La célèbre photographe correspondante de guerre et artiste surréaliste expose ses photomontages dédiés à son enfance espagnole dans de superbes tirages. Des images qui conjurent la mort et composent un hymne à la vie dans des couleurs flamboyantes à découvrir à la Fisheye Gallery d’Arles !
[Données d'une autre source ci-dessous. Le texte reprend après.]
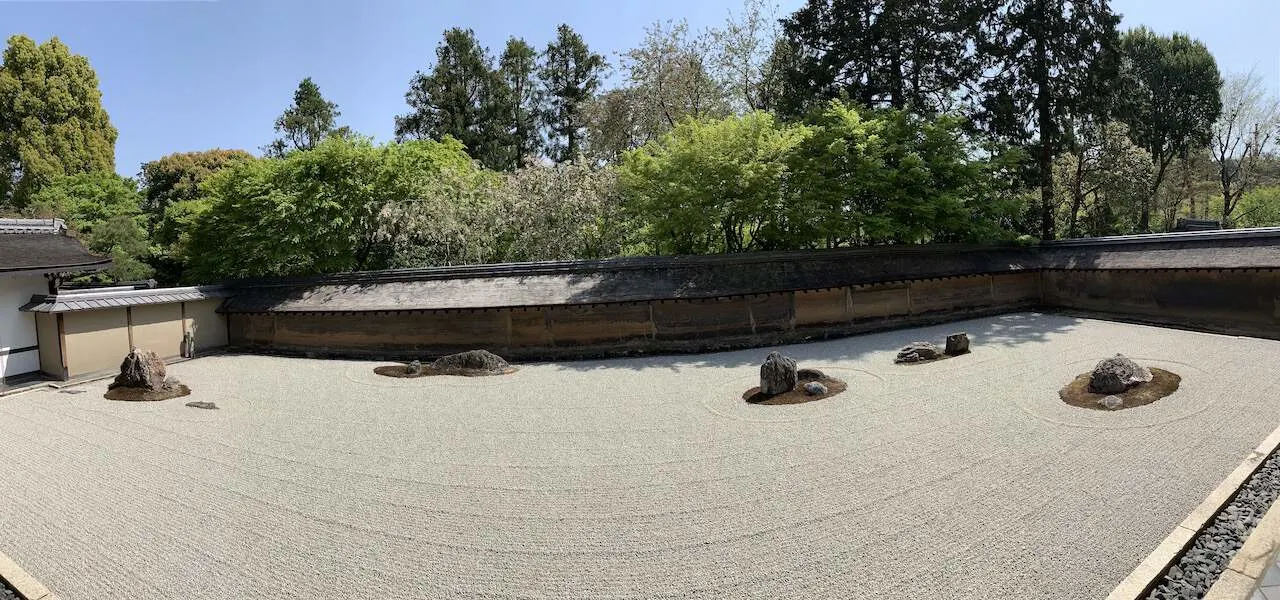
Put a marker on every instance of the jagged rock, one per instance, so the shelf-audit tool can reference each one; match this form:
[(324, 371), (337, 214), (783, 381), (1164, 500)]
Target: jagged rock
[(1111, 402), (918, 352), (471, 361), (809, 375), (1116, 375), (958, 344), (142, 370), (777, 374), (814, 388)]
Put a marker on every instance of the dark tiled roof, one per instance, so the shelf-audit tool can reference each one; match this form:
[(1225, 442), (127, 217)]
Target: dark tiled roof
[(46, 252), (88, 300), (705, 276)]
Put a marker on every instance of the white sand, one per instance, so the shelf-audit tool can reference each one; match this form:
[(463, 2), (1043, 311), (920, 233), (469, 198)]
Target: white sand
[(635, 477)]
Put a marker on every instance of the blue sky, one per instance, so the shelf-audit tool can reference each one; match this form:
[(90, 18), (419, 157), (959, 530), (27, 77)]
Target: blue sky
[(181, 76)]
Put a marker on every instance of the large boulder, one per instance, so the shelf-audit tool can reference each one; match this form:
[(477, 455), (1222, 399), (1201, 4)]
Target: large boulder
[(471, 361), (142, 370), (777, 375), (1118, 374), (918, 352)]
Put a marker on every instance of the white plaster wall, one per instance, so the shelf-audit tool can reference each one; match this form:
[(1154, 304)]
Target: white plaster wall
[(17, 328)]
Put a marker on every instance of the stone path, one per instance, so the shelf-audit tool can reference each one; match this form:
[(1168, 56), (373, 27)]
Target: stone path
[(635, 479)]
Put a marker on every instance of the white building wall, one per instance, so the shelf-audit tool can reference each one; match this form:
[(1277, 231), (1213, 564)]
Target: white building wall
[(17, 328)]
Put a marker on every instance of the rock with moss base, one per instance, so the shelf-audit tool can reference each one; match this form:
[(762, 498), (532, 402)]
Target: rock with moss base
[(1118, 374), (777, 375), (142, 370), (471, 361)]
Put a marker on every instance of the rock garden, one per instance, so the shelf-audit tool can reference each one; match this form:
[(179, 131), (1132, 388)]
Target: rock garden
[(1119, 383), (784, 383), (922, 352), (471, 363)]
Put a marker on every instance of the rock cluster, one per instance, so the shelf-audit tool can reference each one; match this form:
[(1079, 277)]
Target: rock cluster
[(777, 375), (918, 352), (1118, 374), (142, 370), (1198, 568), (471, 361)]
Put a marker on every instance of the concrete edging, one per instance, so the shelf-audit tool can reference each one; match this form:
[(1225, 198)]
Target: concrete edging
[(1235, 576), (22, 582)]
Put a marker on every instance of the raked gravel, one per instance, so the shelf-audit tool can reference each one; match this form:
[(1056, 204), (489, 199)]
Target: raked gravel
[(644, 477)]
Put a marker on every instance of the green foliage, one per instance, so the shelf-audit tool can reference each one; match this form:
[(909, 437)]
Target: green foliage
[(571, 76), (890, 177), (51, 119), (1260, 207), (905, 55), (1169, 96), (103, 209), (846, 178), (310, 119), (347, 205), (1055, 64), (462, 97), (716, 186)]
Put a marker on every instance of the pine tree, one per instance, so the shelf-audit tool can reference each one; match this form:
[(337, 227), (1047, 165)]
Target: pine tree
[(51, 119), (517, 69), (571, 74), (460, 97), (306, 123), (1054, 63)]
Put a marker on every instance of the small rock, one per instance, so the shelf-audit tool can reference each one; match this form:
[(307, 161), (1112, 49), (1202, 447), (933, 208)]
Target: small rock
[(958, 344), (810, 375), (1111, 402), (1118, 374), (918, 352), (777, 375)]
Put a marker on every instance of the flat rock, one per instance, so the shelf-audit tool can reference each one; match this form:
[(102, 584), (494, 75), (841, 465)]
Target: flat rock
[(471, 361), (919, 352)]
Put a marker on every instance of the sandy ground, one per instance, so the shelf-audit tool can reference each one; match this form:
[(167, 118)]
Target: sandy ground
[(644, 477)]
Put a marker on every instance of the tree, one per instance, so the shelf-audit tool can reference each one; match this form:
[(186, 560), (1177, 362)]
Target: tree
[(571, 74), (346, 205), (1169, 96), (912, 55), (173, 201), (1054, 62), (306, 123), (671, 79), (891, 177), (1105, 183), (103, 209), (517, 69), (716, 186), (1242, 136), (51, 119), (744, 56), (462, 97)]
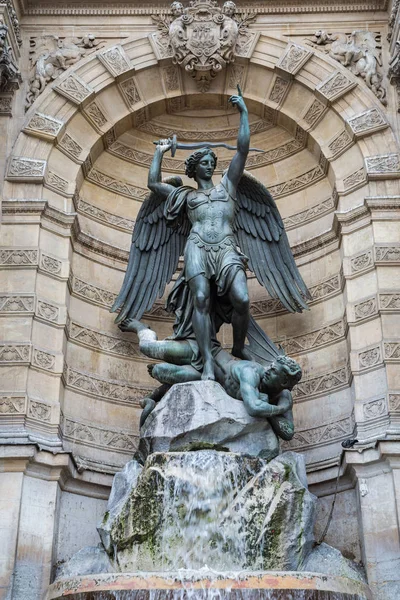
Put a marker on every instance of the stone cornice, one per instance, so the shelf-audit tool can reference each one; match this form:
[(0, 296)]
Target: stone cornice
[(145, 8)]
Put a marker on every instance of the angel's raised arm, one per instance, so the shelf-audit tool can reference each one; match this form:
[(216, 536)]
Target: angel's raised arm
[(236, 168), (154, 182)]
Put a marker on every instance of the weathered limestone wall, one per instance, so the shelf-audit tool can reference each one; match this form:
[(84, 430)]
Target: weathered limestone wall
[(76, 167)]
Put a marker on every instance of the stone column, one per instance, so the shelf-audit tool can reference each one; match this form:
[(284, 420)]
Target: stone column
[(378, 498)]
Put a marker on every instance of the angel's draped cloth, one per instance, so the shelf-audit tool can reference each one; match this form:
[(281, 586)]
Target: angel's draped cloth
[(217, 262)]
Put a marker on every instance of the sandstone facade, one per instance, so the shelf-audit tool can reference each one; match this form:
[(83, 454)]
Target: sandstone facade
[(75, 170)]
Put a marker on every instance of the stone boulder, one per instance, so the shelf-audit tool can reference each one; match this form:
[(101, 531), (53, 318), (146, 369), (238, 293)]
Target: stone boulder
[(200, 415), (226, 511)]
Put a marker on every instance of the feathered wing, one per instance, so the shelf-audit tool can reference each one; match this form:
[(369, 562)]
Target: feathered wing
[(262, 349), (153, 257), (261, 235)]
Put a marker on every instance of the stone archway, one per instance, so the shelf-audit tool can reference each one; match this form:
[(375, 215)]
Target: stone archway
[(75, 380), (85, 111)]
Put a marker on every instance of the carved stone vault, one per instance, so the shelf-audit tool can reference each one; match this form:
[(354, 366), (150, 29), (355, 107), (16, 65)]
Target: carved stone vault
[(79, 169), (75, 181)]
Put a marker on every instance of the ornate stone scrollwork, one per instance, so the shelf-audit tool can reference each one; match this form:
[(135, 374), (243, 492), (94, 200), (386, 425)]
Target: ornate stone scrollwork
[(51, 55), (203, 38), (359, 51)]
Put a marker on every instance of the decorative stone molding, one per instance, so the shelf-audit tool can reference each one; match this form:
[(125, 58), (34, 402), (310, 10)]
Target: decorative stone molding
[(321, 435), (315, 339), (11, 304), (95, 115), (102, 342), (53, 266), (334, 86), (15, 353), (310, 214), (117, 392), (389, 302), (366, 309), (370, 358), (45, 127), (327, 383), (70, 147), (314, 113), (394, 401), (383, 166), (30, 170), (18, 257), (90, 292), (387, 254), (297, 183), (98, 437), (339, 144), (361, 262), (391, 351), (50, 313), (121, 187), (359, 51), (115, 60), (293, 59), (366, 123), (255, 160), (43, 360), (39, 410), (374, 409), (57, 183), (74, 89), (102, 216), (50, 56), (171, 78), (279, 90), (236, 75), (130, 92), (354, 181), (161, 131), (12, 404)]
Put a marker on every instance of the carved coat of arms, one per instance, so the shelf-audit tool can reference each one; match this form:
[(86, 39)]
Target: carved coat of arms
[(204, 38)]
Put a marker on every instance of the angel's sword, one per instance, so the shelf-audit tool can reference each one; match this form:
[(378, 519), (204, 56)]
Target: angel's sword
[(175, 145)]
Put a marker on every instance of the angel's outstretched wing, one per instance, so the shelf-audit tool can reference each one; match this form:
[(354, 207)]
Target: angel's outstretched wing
[(262, 349), (153, 257), (261, 235)]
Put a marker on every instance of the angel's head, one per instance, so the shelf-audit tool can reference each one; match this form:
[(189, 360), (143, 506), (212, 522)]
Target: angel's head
[(229, 8), (283, 374), (177, 9), (201, 164)]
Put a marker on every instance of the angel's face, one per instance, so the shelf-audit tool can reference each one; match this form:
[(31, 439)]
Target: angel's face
[(205, 167)]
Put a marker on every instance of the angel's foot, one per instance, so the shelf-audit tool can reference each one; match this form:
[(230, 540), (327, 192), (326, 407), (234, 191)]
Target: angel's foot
[(132, 325), (241, 353), (208, 371)]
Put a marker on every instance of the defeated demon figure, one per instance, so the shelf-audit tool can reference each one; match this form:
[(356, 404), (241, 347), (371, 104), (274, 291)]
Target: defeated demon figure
[(264, 384)]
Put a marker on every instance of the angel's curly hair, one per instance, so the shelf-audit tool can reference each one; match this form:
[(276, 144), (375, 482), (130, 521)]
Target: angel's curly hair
[(193, 160)]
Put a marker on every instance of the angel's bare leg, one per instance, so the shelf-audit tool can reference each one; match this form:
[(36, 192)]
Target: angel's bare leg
[(200, 289), (239, 297), (170, 374)]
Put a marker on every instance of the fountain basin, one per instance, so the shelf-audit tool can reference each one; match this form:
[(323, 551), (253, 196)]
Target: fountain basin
[(267, 585)]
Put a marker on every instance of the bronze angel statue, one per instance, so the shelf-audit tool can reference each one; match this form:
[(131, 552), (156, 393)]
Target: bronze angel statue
[(220, 230)]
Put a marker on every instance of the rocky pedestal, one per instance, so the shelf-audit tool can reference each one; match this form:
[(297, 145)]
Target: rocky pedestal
[(199, 415), (227, 511)]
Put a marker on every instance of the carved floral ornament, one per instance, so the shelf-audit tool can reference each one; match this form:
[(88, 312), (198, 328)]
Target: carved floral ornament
[(203, 38)]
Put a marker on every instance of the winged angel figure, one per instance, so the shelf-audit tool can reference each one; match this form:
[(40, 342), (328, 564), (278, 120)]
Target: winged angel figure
[(220, 230)]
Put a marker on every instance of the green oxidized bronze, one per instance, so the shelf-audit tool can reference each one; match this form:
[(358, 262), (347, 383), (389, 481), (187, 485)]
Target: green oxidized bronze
[(220, 230)]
« Ces messieurs existent-ils vraiment ? Car je ne les vois pas dans la rue. » Voici une des premières interrogations formulées par Christine Spengler à son oncle et sa tante lors de son arrivée dans l’appartement de la calle Velasquez, à Madrid, à l’âge de 7 ans. Les toreros – les messieurs en question – sont notamment présents à la nouvelle exposition de l’artiste à la Fisheye Gallery. « Dans l’appartement de Marcelle et Louis – un grand aficionado de la tauromachie –, je découvris une atmosphère taurine. De nombreux tableaux de toreros décoraient les murs. J’étais sidérée par la dignité que dégageaient leurs poses ! Et j’étais fascinée par la préciosité et les couleurs de leurs vêtements », se souvient la photographe. Nous sommes au début des années 1950, et Christine Spengler est loin de penser que le rouge des arènes de son enfance la poursuivra jusqu’à Sabra et Chatila (camps de réfugiés à Beyrouth où furent perpétrés les massacres de plusieurs centaines de Palestiniens, en 1982). Celle qui a découvert sa vocation en 1970 au Tchad, au côté de son jeune frère Éric, a depuis couvert plus de conflits qu’aucun homme. En 1984, après son arrestation à Beyrouth par les combattants morabitounes qui l’accusent d’être une espionne sioniste, de retour à Madrid, elle fait le serment de créer, pour chaque photo de deuil prise au cours de sa carrière, une photo de vie, un hymne à la beauté.
Hommage aux êtres aimés
Un an plus tôt, en 1983, elle trouve le moyen d’abolir la frontière entre les vivants et les morts en réalisant ses premiers photomontages. L’idée lui vient sur la tombe de son frère, enterré à Mulhouse dix ans plus tôt. « Je suis revenue dans cette ville, “mon pèlerinage interdit”, et comme les femmes dans les cimetières des martyrs en Iran, j’ai décidé de rendre hommage aux êtres aimés. J’ai couru jusqu’à la maison familiale récupérer des portraits, et je suis allée acheter une pellicule couleur. Puis j’ai entouré les portraits de mes êtres chers de sable, de gravier, de verre brisé. Je les ai ensuite parés de tissu aux couleurs éclatantes. Et pour finir, j’ai photographié mes installations », explique l’artiste enfin réconciliée avec la photographie couleur. À chaque retour de guerre, elle réitère ses photomontages avec sa famille, ses idoles – Frida Kahlo, Marguerite Duras et Maria Callas – ainsi qu’avec les vierges et les toreros de son enfance.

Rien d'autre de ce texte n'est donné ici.